Beason rose to head coach in 2018 and guided Goddard back to the state title game, where the Lions were overmatched against Bishop Miege. In the four seasons since, they’re 16-22 with two winning records but not much traction so far.
“I think you’re going to have to be willing to accept the fact that you’re going to have years you’re good and years you’re bad,” Beason said. “I think that there are certain situations around the state where some teams are just never bad. …In the league we’re in, there is so much parity. In my 12 years in Goddard, six of the seven teams currently in Division II have won the division.”
Part of the reason Goddard appears ready to take another step forward is because of the previous steps back. Not all teams who finish 0-9 can envision the prosperity to come, but as the Lions believed two years ago that the class of 2024 would not go quietly.
Sure enough, Goddard has a loaded – and proven – senior group. The Lions’ 2022 leaders in rushing, passing, receiving, tackles and fumble recoveries, are all seniors. Goddard rushed 429 times last year, and 230 of those were by players now in 12th grade – along with 63 carries from current juniors.
“Going into that (2021) season, we had a really young team and I didn’t know quite how much we were going to struggle,” senior defensive back/running back Tyson Wallace said. “I knew it was going to be a struggle because this was a team that had never really played together before. Growing into that, I feel like that’s helped us a lot.”
Goddard’s seniors include Wallace; linebacker Lane Nelson, who averaged nearly nine tackles per game last season; 927-yard rusher Micah Johnson, who scored 12 touchdowns, receiver Mason Healy; quarterback Ashton Sell, who doesn’t pass often but who passed for 10 touchdowns and rushed for five; tight end/linebacker Jake Jasnoski; linebacker Gage Koenigs; defensive end Matrix Eames; and nose guard Pablo Martinez.
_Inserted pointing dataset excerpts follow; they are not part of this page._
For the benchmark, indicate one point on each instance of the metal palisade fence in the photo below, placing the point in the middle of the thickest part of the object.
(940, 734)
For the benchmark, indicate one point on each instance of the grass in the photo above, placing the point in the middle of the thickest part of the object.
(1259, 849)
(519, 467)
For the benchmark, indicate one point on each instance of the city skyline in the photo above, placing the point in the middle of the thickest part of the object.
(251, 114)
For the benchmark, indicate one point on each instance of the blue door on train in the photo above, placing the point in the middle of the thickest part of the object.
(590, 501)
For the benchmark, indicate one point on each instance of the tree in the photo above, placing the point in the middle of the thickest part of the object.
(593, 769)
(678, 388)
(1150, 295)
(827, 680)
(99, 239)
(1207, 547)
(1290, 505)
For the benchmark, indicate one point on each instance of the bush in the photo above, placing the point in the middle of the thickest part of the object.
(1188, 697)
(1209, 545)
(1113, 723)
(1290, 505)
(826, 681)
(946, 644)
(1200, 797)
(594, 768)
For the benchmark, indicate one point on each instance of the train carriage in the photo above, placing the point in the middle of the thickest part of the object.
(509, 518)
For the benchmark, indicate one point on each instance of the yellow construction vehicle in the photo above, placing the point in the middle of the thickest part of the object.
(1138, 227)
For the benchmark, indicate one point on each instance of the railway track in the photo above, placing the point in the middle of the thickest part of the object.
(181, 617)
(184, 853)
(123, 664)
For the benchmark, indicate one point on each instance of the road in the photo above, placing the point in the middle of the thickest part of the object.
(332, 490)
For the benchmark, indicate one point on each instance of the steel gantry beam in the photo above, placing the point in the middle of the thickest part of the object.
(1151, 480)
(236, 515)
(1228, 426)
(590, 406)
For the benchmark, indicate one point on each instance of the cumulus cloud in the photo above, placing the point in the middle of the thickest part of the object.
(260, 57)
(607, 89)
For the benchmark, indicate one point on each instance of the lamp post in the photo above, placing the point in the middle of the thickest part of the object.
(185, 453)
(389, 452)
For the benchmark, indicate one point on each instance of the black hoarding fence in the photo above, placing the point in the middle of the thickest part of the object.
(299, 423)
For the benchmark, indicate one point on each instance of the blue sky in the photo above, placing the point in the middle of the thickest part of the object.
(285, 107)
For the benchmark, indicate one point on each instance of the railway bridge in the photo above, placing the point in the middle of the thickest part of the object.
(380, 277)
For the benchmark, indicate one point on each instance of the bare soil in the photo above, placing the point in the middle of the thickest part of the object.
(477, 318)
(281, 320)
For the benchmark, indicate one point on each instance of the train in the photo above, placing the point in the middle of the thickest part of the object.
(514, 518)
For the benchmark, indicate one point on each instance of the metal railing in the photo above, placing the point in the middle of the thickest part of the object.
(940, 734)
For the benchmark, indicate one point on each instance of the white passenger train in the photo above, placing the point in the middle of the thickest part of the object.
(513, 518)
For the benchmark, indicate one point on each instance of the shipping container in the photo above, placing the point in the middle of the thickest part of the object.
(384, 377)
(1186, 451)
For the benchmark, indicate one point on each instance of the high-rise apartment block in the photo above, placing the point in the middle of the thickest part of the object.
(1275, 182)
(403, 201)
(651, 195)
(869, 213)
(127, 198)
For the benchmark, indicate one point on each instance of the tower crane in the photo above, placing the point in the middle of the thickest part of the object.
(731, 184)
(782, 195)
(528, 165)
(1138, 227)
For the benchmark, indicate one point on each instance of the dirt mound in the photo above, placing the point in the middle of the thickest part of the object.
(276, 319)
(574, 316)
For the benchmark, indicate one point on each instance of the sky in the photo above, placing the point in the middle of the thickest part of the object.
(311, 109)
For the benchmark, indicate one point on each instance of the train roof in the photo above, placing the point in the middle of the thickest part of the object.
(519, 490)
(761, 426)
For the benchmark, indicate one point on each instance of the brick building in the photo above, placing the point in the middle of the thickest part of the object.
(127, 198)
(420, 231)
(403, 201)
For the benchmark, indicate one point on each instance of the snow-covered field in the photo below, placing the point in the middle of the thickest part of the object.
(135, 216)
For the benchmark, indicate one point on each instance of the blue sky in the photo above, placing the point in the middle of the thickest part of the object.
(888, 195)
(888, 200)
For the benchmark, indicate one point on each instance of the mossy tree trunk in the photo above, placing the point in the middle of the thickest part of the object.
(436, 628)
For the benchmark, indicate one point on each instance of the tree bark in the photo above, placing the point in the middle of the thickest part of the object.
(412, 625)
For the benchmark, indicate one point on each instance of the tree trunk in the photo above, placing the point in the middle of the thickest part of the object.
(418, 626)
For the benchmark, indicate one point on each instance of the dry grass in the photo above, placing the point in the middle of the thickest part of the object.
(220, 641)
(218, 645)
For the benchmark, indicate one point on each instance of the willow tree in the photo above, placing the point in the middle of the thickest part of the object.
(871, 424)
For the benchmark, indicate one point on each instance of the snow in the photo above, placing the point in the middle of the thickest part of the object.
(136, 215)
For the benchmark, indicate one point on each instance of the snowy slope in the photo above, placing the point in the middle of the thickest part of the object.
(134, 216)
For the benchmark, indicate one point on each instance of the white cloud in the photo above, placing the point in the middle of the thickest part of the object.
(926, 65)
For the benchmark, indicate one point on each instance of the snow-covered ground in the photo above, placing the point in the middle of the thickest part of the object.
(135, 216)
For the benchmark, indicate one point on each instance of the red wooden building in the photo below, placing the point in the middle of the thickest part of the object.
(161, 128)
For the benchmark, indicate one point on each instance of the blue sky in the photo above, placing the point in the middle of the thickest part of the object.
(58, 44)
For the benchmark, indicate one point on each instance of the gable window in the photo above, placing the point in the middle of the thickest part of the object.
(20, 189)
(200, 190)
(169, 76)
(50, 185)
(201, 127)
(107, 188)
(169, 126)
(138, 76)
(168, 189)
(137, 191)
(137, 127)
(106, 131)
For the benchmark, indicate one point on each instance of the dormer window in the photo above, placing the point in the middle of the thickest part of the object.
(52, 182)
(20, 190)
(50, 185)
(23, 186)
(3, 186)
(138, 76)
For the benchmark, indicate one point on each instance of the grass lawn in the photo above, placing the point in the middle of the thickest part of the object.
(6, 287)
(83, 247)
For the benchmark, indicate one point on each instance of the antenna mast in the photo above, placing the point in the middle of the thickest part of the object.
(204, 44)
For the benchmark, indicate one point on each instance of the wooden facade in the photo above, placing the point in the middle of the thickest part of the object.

If not for a few narrow defeats, the conversation around Goddard might be about how their potential was mostly realized in 2022 and curiosity about whether the Lions are title contenders this year.
The Lions’ three regular-season losses came by a 19 points – one in overtime to Andover and another when crosstown rival Goddard Eisenhower scored with a second to go to win 21-14. Goddard’s comeback effort against Salina Central fell short, as it outscored the Mustangs 21-6 in the fourth quarter of a 47-42 defeat.
“Being able to turn it around last season was a huge step for us,” Koenigs said. “It made a lot of guys have a lot more confidence in our team, and we got a little bit of faith back in ourselves as a team and as a unit.”
The confidence – and pretty much everything else – comes from Beason. The bond he has with his players is palpable, as is the confidence he has in them and the expectations for them, which never change regardless of their record.
That consistent approach and unshakeable touchstone are how teams go from one state championship game to the next, from zero wins to five. And from five to … who knows?
“We’re all held to a pretty high standard,” Martinez said. “No one gets to slack off, no one gets to jog. We’re 100 percent 24/7. …I think it’s definitely stuff on the field – sometimes we come off sore, we’re obviously always tired.
“I think the sense of discipline, it’s good. Everyone knows to do their job, no one tries to be a hero. Everyone knows they want to make a play, but sometimes it’s just not going to happen.”